Defining Eligibility

“Do I have to provide all benefits to all employees who are working at least 30 hours/week?”

Your HR Survival Tip

No, but we understand why you’re confused about the 30 hours. When the Affordable Care Act (ACA) became law, the insurance industry lobbyists were able to include that full-time for insurance purposes was an average of 30 hours per week. Since 40 hours had always been the standard, this was an unpleasant and costly surprise to companies.

That action muddled the concept of full-time hours and how the hours apply to benefits. Only when considering health insurances is full-time at 30 hours and most other benefits still consider 40 hours to be full-time. The following is a simple explanation of the most common benefits and the eligibility requirements.

  • Health Insurances — The ACA applied to health coverages so, if you offer group health insurance through your company, anyone working an average of at least 30 hours per week is eligible. Coverage must begin on or before day 91 of employment so most plans have coverage begin on the 1st of the month after 30 days of employment or the 1st of the month after 60 days of employment to ensure compliance. This is the only benefit with the 30-hour requirement.

  • Paid Sick Leave — California passed a paid sick leave law several years ago and, since then, about 30 localities have passed a similar but different version. You are subject to the local law where your employees work but default to the state law if no local law exists. At a minimum, all W2 employees are eligible for paid sick leave regardless of how many hours they work. You must start accruing (1 hour of sick time for every 30 hours worked) or front-load the sick time on the date of hire. Regardless of having sick time in their “bank,” employees are not eligible to receive any paid sick time in the first 90 days of employment. The state law requires accrual of up to 48 hours but you can limit usage to 24 hours per plan year.

  • Vacation — This is a benefit decided completely by the company. You can choose to offer paid time off or not. If you do offer it, you can choose to offer different amounts based on title, length of employment, full-time vs. part-time, etc., as long your eligibility matrix is non-discriminatory.

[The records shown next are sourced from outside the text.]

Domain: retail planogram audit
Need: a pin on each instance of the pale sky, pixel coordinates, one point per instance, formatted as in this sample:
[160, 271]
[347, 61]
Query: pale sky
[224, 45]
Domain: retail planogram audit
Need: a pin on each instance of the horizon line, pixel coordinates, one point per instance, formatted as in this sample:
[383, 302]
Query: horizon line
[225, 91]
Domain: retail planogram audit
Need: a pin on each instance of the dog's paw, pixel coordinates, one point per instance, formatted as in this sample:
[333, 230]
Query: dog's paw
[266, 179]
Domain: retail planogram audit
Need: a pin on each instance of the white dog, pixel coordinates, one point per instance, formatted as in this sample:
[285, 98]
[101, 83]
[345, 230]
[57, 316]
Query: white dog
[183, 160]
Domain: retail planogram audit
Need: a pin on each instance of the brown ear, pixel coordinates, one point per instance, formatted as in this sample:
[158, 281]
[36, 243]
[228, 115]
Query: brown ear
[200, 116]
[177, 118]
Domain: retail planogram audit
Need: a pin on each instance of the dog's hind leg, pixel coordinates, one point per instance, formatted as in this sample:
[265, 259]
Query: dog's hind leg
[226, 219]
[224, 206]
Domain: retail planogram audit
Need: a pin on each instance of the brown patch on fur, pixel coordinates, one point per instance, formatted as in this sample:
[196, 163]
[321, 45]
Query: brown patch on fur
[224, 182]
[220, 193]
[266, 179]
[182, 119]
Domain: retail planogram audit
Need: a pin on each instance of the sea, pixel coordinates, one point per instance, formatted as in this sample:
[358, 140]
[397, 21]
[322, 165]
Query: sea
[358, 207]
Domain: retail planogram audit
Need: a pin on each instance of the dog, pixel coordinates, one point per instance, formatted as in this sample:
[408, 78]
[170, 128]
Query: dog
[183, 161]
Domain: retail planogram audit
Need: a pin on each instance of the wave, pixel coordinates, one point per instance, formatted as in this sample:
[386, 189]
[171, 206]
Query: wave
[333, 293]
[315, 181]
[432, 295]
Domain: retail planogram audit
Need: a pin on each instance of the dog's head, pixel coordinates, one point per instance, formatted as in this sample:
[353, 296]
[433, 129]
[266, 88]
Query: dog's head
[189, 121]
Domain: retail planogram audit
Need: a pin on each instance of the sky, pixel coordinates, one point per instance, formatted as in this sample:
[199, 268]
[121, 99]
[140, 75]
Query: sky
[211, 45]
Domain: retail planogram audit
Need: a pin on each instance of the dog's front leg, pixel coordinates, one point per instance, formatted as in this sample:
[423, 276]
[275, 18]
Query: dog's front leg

  • Holidays — This is a benefit decided completely by the company. You can choose to close or stay open on a holiday. If you choose to close, you can choose to pay or not pay for the holiday. You can choose who is eligible but it must be non-discriminatory. You can choose to close on a holiday and tell employees it is an unpaid day off. All you are obligated to do is pay an employee for time worked if and when they work. The sick leave laws limit your ability to state employees must work the day before and after a holiday to be eligible so make sure you understand what works and doesn’t work in that situation.

  • Floating Holidays — Typically a floating holiday is considered to be 1-2 paid days off each year where the employee picks the date and any unused time is lost at the end of the year. This concept is illegal in California. According to a court decision, this is too much like vacation time and, since vacation time is considered wages to employees, the employee can’t lose the unused time. What can work is the company picking the date and having a tighter timeline, such as the employee’s birthday off but the time must be taken within a month of either side of the birthday.

  • Workers’ Compensation Insurance — All companies are required to have workers’ comp insurance for all employees that begins on their date of hire, without any other eligibility needed. This covers any medical condition related to their work.

  • State Disability Insurance — This is provided by California to employees who have a personal medical condition not related to work. Payroll taxes pay for this coverage. Employees apply directly to the state and the state decides if they are eligible.

  • Paid Family Leave — This is supplemental pay provided by California to qualifying employees. This is not an actual leave; employees must qualify for a “real” leave from the company before becoming eligible for this pay. At this time, it is paid through employee payroll taxes. Employees apply directly to the state and the state decides if they are eligible.

Benefits can be very important to employees and a big help in recruiting and retention for you. However, poor benefit design can result in extra, unneeded costs or unhappy employees. Confirm your benefits are compliant with any applicable laws, then decide if you are offering the best benefits package within your budget.